Il "Corriere" contro la Consulta: non si piega al dio mercato

Carlo Formenti

Quando si dice il colmo dell’ipocrisia. In un editoriale apparso sul Corriere della Sera del 28 maggio scorso, intitolato “Le sentenze che danno incertezza”, Pierluigi Battista rilancia un argomento che da qualche anno tiene banco sulla stampa nostrana, vale a dire le – vere o presunte – “invasioni di campo” della magistratura nei confronti del potere legislativo ed esecutivo. La democrazia, argomenta Battista, si basa su un sistema di contrappesi fra i diversi poteri dello Stato, sistema che rischia di incepparsi se la bilancia pende a favore di uno di tali poteri, se, per esempio, il giuridico prevarica sul politico.

Ma basta scorrere poche righe per capire che non siamo di fronte a un sofisticato dibattito di ingegneria costituzionale, bensì a un tema decisamente più prosaico e contingente: Battista si riferisce, infatti, alla sentenza della Corte Costituzionale che sta obbligando il governo a restituire ai pensionati parte del mal tolto che lo Stato ha incamerato grazie alla mai troppo vituperata Legge Fornero. “Se un intero progetto di politica economica di un governo, scrive, viene smantellato da una sentenza della Corte Costituzionale, la sentenza va applicata e non elusa, però il rischio è che l’autonomia dei governi, già fortemente indebolita dal trasferimento di consistenti quote di potere a entità sovranazionali, ne esca fortemente minata e compromessa”.

Par di sognare: autonomia dei governi!? Di che autonomia stiamo parlando? Ma soprattutto: di che democrazia stiamo parlando? La decisione di pescare nelle tasche di una categoria di cittadini particolarmente esposta ai rigori della crisi è stata assunta da un governo liberamente eletto dal popolo? O non è stata invece assunta da un governo “tecnico” sotto dettatura/dittatura dei burocrati (non eletti) di Bruxelles?

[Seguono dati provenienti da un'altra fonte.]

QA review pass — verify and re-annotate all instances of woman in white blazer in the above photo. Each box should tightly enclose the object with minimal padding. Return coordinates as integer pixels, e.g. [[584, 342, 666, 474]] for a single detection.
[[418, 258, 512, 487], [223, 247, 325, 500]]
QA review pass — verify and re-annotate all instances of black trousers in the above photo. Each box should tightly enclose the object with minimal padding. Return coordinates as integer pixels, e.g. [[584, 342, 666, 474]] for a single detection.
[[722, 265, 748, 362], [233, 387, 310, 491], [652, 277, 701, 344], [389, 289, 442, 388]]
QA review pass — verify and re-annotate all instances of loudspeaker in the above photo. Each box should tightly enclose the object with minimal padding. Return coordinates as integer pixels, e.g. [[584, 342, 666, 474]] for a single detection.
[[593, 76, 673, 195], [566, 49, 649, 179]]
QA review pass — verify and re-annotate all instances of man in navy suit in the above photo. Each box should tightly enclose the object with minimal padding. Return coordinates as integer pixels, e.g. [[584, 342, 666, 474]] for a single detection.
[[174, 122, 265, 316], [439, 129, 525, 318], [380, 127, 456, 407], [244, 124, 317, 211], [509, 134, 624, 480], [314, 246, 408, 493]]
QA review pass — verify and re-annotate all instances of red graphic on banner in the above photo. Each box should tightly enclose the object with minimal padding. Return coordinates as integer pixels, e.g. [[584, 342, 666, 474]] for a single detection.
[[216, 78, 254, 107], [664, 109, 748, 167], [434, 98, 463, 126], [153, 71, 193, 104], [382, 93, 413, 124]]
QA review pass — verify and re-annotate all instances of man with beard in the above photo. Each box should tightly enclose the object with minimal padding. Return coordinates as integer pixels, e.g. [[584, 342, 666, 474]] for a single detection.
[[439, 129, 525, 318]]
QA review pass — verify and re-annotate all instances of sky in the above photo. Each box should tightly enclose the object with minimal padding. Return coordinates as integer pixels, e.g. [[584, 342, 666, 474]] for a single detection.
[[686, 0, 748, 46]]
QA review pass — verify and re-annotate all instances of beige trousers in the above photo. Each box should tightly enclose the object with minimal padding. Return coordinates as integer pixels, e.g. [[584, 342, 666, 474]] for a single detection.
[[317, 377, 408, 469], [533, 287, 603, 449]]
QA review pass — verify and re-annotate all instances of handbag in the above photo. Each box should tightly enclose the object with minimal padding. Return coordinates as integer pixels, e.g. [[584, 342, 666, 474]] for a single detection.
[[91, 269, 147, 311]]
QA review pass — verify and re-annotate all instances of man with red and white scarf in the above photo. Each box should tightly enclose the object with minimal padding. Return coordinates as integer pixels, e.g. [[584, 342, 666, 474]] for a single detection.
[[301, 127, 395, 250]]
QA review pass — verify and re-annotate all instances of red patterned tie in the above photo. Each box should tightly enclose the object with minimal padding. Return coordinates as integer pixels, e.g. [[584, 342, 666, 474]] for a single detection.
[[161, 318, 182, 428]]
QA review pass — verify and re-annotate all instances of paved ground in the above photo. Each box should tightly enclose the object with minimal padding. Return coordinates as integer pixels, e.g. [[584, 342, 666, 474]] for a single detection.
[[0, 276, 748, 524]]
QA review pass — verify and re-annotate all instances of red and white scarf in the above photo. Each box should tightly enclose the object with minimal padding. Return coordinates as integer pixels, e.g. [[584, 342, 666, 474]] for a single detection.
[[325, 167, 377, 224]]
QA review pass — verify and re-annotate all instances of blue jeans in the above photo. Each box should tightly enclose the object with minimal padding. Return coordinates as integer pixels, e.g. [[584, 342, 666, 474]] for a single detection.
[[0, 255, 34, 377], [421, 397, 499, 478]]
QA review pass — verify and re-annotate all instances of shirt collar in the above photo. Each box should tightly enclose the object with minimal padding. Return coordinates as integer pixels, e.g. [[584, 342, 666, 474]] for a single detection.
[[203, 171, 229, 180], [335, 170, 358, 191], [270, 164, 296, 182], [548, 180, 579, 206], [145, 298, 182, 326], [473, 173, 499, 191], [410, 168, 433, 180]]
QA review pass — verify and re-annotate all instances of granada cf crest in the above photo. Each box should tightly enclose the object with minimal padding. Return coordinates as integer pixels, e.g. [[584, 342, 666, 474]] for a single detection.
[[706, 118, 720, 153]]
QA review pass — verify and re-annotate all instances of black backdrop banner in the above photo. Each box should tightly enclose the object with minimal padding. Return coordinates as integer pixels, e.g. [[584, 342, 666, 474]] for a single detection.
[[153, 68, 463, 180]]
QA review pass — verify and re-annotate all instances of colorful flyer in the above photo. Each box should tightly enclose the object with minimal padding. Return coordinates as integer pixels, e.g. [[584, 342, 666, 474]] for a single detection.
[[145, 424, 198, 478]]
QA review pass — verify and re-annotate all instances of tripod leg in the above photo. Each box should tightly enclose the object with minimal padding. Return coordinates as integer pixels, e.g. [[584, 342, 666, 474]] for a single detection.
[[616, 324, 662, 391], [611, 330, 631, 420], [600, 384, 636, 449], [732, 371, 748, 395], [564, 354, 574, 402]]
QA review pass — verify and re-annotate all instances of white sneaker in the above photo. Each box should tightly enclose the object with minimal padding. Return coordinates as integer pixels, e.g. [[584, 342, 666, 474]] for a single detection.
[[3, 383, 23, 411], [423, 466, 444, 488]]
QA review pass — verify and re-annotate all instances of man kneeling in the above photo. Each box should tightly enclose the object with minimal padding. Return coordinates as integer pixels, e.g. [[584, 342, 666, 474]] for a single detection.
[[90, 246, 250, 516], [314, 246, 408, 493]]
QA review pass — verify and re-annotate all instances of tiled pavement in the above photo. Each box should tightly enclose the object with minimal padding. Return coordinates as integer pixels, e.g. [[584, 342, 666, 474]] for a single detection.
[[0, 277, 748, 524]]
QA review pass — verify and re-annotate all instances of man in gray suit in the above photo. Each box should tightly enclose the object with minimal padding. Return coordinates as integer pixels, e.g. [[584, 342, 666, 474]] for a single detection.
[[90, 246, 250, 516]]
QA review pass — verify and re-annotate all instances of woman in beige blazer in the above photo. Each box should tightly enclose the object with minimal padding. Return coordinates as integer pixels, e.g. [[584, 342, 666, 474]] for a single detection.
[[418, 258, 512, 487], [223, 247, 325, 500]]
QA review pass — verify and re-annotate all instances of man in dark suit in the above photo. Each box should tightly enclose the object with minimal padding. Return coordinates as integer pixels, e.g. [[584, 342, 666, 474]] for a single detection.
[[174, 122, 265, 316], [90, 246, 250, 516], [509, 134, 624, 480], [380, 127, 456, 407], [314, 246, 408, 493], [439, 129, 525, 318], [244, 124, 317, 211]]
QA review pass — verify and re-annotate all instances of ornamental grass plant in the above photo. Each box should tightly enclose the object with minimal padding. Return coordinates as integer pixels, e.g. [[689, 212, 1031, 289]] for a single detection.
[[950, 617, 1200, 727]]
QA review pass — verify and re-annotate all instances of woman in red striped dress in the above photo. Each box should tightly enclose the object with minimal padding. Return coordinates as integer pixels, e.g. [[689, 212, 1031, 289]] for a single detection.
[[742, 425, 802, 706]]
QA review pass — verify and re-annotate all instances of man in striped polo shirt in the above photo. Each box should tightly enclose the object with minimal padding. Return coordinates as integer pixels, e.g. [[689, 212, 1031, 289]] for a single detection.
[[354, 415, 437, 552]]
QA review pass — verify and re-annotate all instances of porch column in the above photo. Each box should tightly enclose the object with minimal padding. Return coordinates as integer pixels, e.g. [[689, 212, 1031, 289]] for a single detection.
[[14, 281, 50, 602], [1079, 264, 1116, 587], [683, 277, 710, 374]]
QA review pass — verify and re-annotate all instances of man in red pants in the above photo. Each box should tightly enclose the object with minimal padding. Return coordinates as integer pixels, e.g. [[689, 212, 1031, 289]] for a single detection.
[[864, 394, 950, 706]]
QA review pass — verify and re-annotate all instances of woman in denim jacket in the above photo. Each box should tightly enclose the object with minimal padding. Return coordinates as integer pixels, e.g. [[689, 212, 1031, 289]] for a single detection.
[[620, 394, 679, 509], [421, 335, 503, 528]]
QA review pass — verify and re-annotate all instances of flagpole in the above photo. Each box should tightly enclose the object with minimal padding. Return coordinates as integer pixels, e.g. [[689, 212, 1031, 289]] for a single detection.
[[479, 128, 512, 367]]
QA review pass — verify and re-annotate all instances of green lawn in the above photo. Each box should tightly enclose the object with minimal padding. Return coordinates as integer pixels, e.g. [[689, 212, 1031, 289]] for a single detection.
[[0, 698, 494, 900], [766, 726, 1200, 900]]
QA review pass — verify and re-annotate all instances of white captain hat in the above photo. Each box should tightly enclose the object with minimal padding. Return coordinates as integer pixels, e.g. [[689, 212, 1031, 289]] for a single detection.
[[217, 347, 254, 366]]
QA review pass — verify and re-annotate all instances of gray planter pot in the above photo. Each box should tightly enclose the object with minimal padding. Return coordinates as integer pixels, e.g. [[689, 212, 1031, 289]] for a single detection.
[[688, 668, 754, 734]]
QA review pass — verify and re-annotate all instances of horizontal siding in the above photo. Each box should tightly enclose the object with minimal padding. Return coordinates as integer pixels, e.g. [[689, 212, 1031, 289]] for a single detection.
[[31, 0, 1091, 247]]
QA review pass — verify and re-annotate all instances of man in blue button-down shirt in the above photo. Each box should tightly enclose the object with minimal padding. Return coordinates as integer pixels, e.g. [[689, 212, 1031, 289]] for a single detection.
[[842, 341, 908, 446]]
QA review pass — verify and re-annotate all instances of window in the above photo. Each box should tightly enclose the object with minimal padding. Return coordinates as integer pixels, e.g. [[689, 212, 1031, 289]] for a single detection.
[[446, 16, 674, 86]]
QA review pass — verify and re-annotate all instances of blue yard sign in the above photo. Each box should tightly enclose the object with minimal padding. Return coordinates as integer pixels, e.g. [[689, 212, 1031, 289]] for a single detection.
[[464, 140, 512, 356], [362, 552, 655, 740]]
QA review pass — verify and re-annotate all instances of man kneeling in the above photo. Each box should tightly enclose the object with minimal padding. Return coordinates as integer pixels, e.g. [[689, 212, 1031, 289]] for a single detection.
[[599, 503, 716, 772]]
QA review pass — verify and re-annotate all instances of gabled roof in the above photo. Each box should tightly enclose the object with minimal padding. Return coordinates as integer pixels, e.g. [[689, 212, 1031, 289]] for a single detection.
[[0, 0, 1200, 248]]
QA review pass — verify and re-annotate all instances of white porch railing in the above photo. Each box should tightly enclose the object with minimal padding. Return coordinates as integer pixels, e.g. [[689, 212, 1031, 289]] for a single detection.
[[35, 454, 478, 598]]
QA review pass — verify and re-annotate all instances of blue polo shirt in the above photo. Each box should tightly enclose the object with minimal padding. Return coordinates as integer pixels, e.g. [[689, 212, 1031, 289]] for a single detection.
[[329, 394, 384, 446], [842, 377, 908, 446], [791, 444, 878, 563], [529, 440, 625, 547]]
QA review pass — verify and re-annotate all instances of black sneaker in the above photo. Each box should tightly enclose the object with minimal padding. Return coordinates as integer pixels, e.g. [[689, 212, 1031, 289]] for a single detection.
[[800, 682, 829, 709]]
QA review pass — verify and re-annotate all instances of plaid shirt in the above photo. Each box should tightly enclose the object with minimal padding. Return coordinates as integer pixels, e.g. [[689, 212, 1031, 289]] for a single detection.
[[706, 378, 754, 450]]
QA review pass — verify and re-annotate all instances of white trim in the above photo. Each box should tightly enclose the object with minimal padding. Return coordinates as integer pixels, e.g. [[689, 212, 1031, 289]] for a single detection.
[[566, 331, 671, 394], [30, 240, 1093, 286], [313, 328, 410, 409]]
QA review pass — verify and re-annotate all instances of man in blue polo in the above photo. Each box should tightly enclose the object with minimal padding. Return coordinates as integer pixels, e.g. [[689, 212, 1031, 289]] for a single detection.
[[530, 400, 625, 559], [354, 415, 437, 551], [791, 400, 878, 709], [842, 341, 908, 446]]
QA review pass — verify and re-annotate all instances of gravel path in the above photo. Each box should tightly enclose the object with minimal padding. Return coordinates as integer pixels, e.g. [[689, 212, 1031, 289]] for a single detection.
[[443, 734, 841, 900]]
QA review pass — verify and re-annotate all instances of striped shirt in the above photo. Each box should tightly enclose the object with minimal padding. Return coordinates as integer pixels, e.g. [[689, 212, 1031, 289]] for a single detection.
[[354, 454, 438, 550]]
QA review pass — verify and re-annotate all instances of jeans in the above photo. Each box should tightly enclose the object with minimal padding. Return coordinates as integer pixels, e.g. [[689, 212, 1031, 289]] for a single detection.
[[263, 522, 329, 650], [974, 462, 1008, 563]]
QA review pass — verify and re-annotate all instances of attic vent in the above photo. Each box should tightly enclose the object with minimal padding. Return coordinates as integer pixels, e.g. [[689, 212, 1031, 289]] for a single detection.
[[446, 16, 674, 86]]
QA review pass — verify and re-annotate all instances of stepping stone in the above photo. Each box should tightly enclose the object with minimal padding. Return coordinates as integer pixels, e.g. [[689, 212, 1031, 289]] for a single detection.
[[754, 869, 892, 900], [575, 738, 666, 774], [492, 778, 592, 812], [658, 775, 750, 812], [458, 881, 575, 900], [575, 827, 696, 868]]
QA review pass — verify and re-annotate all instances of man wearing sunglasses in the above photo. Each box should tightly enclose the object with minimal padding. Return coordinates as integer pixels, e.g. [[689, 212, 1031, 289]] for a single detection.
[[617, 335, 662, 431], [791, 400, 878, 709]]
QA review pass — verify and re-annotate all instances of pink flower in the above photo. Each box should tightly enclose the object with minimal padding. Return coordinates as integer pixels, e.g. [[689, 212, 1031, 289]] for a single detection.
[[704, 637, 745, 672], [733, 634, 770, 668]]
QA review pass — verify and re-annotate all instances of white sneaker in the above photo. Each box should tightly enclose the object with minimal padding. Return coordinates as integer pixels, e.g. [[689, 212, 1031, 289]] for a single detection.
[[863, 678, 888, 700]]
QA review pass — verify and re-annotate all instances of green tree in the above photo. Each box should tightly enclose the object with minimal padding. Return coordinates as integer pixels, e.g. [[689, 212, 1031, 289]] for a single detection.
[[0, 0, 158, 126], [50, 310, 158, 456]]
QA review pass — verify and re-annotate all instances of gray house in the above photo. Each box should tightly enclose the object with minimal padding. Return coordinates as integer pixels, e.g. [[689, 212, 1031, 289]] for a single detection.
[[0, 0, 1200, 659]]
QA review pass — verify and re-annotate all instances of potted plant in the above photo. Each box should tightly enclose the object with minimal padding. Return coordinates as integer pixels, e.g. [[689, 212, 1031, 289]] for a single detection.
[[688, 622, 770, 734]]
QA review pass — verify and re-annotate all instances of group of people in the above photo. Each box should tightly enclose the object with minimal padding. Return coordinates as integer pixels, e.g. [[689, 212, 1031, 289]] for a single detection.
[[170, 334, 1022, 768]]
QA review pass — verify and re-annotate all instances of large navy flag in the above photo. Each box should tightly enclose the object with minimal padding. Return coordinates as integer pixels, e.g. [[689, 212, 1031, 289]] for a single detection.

E ancora: i cittadini sono stati chiamati a esprimere la propria opinione sul progetto di politica economica del governo oggi in carica? E infine: il modo migliore di difendere la nostra autonomia nei confronti delle entità sovranazionali che la minacciano, consiste forse nel subordinare l’autonomia della Corte Costituzionale ai vincoli imposti da quelle stesse entità?

In soccorso della barocca argomentazione di Battista accorre tuttavia, nello stesso numero del Corriere, la risposta di Sergio Romano alla lettera di un lettore, il quale chiede lumi in merito alla presunta esistenza di un conflitto fra sentenza della Consulta e testo costituzionale: “Ho pubblicato il testo del nuovo art. 81 della Costituzione, scrive Romano, perché mi è sembrato utile che i lettori lo avessero sotto gli occhi quando si parla di bilancio. Ma non sono convinto che tra l’articolo e la sentenza della Consulta vi sia necessariamente un conflitto giuridico. Vi è tuttavia una antinomia sostanziale”.

L’antinomia nasce dal fatto che la “costituzionalizzazione” del pareggio di bilancio (destinata a passare alla storia come un mostro giuridico partorito dalla elezione a principio assoluto dei valori dell’ideologia ordoliberista) impedisce ai governi nazionali che aderiscono alla Ue di esercitare la propria sovranità in materia di politica economica. Così tutto si tiene e le contorsioni dialettiche di Battista ottengono una perversa legittimazione: la Consulta ha invaso il campo del governo in quanto si è rifiutata di piegare la schiena di fronte alle leggi del dio mercato.